Opiekun gospodarzy w 22. minucie został odesłany na trybuny. – Nasze media dokładnie sfilmowały sytuację, w której otrzymałem pierwszą żółtą kartkę. Uważam, że absolutnie nie powinienem być wówczas ukarany. Rozmawiałem z Michałem Probierzem, a młody sędzia techniczny prowokował swoim zachowaniem. To on był przyczyną zaognienia tej sytuacji. Będziemy na pewno tę sprawę wyjaśniać. Na dzisiaj chcę ze swojej pozycji przeprosić, że nie mogłem być z drużyną do końca na ławce rezerwowych – zaznaczył szkoleniowiec.

Na zero z tyłu

Po raz pierwszy w tym sezonie ekstraklasy między słupkami Pasów stanął Lukas Hrosso. Pomimo braku regularnej gry, nie dał się wystraszyć napastnikom gospodarzy. – Cieszy nas czyste konto nie tylko moje, ale całej drużyny, zwłaszcza że dokonaliśmy tego na trudnym terenie. Szkoda, że nie strzeliliśmy bramki, ale wierzę. że w kolejnym meczu również zagramy na zero z tyłu i dołożymy do tego trafienie – mówił przed klubową kamerą słowacki bramkarz Cracovii.

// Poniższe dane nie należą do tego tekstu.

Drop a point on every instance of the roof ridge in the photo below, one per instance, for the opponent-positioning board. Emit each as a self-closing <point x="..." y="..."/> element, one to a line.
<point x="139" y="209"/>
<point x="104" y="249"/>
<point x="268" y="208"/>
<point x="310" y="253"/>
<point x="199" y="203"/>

W defensywnie niewiele można zarzucić krakowskim piłkarzom. – Specjalnie przygotowywaliśmy się na Legię. Nie dopuszczaliśmy ich do naszej bramki, a to, co nam umknęło, udało mi się obronić. Legia jest bardzo dobrą i szybką drużyną, ale nasza taktyka się sprawdziła. Jak będziemy zostawiać serce na boisku, to szczęście w kolejnych meczach nam dopisze – zauważył Hrosso.

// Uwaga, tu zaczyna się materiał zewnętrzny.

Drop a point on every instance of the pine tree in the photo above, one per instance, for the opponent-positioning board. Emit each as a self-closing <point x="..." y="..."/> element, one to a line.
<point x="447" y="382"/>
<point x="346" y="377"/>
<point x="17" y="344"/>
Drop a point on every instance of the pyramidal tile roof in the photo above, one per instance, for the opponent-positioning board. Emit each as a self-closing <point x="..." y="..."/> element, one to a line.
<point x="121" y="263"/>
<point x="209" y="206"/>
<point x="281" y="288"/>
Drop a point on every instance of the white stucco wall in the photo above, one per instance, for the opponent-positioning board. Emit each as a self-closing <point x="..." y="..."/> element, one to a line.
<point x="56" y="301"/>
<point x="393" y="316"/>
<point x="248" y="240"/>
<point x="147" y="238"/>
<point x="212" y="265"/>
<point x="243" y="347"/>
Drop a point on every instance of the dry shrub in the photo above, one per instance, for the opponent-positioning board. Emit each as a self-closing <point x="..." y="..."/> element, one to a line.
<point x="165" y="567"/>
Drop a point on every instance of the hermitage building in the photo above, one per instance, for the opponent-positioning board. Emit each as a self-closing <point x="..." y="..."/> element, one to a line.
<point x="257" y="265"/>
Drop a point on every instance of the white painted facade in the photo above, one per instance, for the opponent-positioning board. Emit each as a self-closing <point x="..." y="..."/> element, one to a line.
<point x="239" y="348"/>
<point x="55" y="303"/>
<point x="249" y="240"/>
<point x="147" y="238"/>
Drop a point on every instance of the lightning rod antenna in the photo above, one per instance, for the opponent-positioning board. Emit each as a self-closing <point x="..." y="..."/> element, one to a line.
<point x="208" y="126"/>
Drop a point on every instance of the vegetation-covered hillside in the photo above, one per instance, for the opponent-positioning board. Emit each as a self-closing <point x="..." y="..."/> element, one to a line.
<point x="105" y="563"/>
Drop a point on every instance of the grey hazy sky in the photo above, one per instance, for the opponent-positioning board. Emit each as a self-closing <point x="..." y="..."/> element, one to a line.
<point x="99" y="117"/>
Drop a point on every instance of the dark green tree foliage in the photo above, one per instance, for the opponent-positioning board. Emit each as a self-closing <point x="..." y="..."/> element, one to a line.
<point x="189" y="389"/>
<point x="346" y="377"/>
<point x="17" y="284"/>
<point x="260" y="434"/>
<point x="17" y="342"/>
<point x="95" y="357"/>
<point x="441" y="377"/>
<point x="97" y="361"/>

Bliski pokonania Artura Boruca przy Łazienkowskiej był Marcos Alvarez. – Mieliśmy swoje szanse, szkoda że nie udało się ich wykorzystać. Legia jest liderem, długo utrzymywała się przy piłce i zawsze ciężko się gra przeciwko niej. Było dużo biegania, ale walczyliśmy do końca i wywozimy punkt z Legii. Jesteśmy zmęczeni, ale mamy happy end. Szanujemy ten punkt. Musimy zdobywać kolejne, nieważne w jaki sposób – powiedział klubowym mediom napastnik Pasów.